In doing so, McCabe says, you are likely saving yourself time, preventing your own exposure to illness, freeing up resources for those who are experiencing medical emergencies, and giving local care providers the gift of time and energy they need to care for those most in need.

5 things to consider before heading to an ER:

  1. Due to limited test supplies, local emergency rooms and most urgent care centers can only test people with significant COVID-19 symptoms and those at risk for serious illness, including people with underlying medical conditions (including pregnancy) and those age 65 and older and their caregivers.

  2. While COVID-19 tests are free, you are responsible for the cost of any ER or urgent care visit. County COVID testing sites provide free testing and do not require a visit fee.

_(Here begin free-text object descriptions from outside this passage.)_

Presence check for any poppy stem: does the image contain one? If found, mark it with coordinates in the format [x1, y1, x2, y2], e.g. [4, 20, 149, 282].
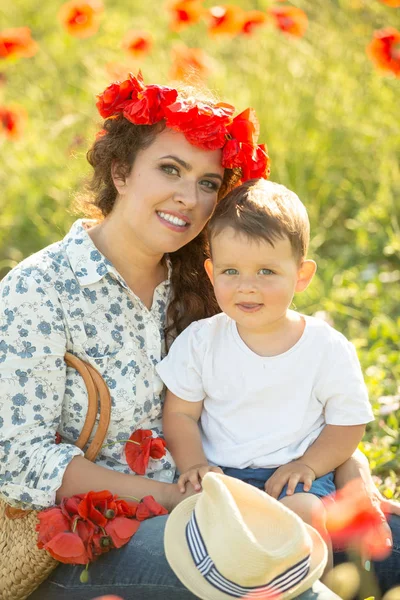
[101, 439, 141, 448]
[117, 494, 141, 502]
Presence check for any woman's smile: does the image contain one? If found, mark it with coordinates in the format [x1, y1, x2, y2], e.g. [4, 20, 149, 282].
[156, 209, 191, 232]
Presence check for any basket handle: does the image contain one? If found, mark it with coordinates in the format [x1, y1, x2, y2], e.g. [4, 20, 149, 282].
[64, 352, 111, 457]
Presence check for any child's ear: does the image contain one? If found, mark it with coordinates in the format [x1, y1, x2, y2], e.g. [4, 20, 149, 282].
[204, 259, 214, 285]
[295, 259, 317, 293]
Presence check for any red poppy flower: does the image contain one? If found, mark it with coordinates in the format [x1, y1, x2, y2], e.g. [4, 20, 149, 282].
[241, 11, 267, 35]
[104, 516, 141, 548]
[58, 0, 103, 39]
[228, 108, 260, 145]
[207, 5, 245, 37]
[379, 0, 400, 5]
[125, 429, 168, 474]
[136, 496, 169, 521]
[0, 27, 38, 59]
[170, 44, 213, 81]
[167, 0, 204, 31]
[115, 498, 139, 518]
[322, 479, 392, 560]
[96, 72, 145, 118]
[268, 6, 308, 38]
[123, 84, 178, 125]
[122, 30, 153, 58]
[223, 139, 270, 181]
[165, 99, 234, 150]
[0, 105, 26, 140]
[367, 27, 400, 77]
[78, 490, 116, 528]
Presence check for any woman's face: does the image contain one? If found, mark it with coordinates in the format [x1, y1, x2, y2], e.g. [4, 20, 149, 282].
[111, 128, 225, 256]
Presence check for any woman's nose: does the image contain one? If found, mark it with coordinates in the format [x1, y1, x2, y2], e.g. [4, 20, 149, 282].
[173, 181, 198, 209]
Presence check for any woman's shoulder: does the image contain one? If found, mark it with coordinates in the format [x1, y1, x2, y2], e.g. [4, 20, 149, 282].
[1, 239, 68, 292]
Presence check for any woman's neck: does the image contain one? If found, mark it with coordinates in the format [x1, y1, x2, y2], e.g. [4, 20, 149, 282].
[87, 217, 167, 308]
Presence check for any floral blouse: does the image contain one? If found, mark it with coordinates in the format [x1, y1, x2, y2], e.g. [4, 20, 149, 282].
[0, 220, 175, 510]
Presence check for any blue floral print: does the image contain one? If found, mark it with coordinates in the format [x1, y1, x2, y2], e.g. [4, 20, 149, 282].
[0, 220, 174, 510]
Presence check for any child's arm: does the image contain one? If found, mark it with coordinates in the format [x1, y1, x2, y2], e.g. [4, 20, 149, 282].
[299, 423, 366, 477]
[163, 389, 222, 492]
[265, 424, 365, 499]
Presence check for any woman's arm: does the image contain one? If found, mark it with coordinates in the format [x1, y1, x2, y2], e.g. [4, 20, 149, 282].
[335, 449, 400, 516]
[56, 456, 192, 512]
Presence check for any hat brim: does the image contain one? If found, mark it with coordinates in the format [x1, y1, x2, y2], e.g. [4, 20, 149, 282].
[164, 493, 328, 600]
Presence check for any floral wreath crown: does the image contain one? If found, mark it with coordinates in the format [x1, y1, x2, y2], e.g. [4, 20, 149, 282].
[96, 71, 270, 183]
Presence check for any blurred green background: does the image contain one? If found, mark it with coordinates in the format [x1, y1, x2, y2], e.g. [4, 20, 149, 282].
[1, 0, 399, 495]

  3. If you do not have COVID symptoms, have not had an exposure, or are under age 65 with no underlying health issues, you can visit a County of San Diego testing location or consult other community resources, such as, for testing options instead. At-home tests may be available online or in stores. A positive at-home test should be assumed to be accurate and does not need to be confirmed with a test at a medical facility or COVID-19 testing site.

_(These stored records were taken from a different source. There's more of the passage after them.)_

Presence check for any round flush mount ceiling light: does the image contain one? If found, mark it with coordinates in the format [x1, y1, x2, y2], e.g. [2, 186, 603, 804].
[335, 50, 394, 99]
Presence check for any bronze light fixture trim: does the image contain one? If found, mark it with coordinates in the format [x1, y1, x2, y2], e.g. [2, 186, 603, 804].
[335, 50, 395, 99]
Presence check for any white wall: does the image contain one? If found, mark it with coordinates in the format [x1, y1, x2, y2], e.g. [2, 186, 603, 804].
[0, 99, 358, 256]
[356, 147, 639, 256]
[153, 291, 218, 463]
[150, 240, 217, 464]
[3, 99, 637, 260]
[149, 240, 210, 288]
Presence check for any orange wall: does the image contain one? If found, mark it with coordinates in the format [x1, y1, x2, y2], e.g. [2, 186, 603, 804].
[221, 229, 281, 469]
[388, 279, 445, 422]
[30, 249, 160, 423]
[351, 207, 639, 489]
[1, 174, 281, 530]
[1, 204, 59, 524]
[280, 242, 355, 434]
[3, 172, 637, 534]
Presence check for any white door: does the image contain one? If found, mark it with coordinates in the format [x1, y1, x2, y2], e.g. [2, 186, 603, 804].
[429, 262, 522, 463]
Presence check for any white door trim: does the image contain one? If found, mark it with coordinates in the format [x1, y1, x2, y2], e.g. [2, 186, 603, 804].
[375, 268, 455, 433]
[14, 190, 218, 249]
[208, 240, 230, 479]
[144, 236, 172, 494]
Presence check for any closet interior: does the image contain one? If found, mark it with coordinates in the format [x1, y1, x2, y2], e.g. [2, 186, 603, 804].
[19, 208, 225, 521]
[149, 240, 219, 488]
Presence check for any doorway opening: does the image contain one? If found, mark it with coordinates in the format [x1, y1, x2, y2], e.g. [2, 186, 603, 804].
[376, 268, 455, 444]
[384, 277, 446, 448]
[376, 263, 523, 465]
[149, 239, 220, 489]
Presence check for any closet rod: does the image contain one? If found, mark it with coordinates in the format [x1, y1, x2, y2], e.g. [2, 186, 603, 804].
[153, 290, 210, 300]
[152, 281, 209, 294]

  4. If you need to be tested due to a confirmed exposure, contact your primary care doctor or visit one of the options offered by community and health care partners to be tested sooner. If your primary care provider orders a COVID-19 test, you will receive instructions on where to go. In some cases, you will be instructed to self-test and follow CDC quarantine and isolation guidelines while you wait for — and after receiving — your test results.

  5. Some school districts are offering free COVID-19 testing sites for students, teachers and staff. Check with your district for specific testing site details or learn about testing options for the San Diego Unified School District.

Have symptoms? Assume you have COVID.
If you are between ages 16 to 64 and experiencing mild symptoms, assume you have COVID-19 and take all necessary precautions. You can most likely find relief for your symptoms with the use of over-the-counter pain relievers and fever reducers, along with lots of rest and hydration.

Monitor your symptoms and call your doctor if symptoms worsen. Call 911 or go to the nearest emergency room if you are having trouble breathing or persistent pain or pressure in your chest, are unable to stay awake, have bluish face or lips, or are experiencing confusion.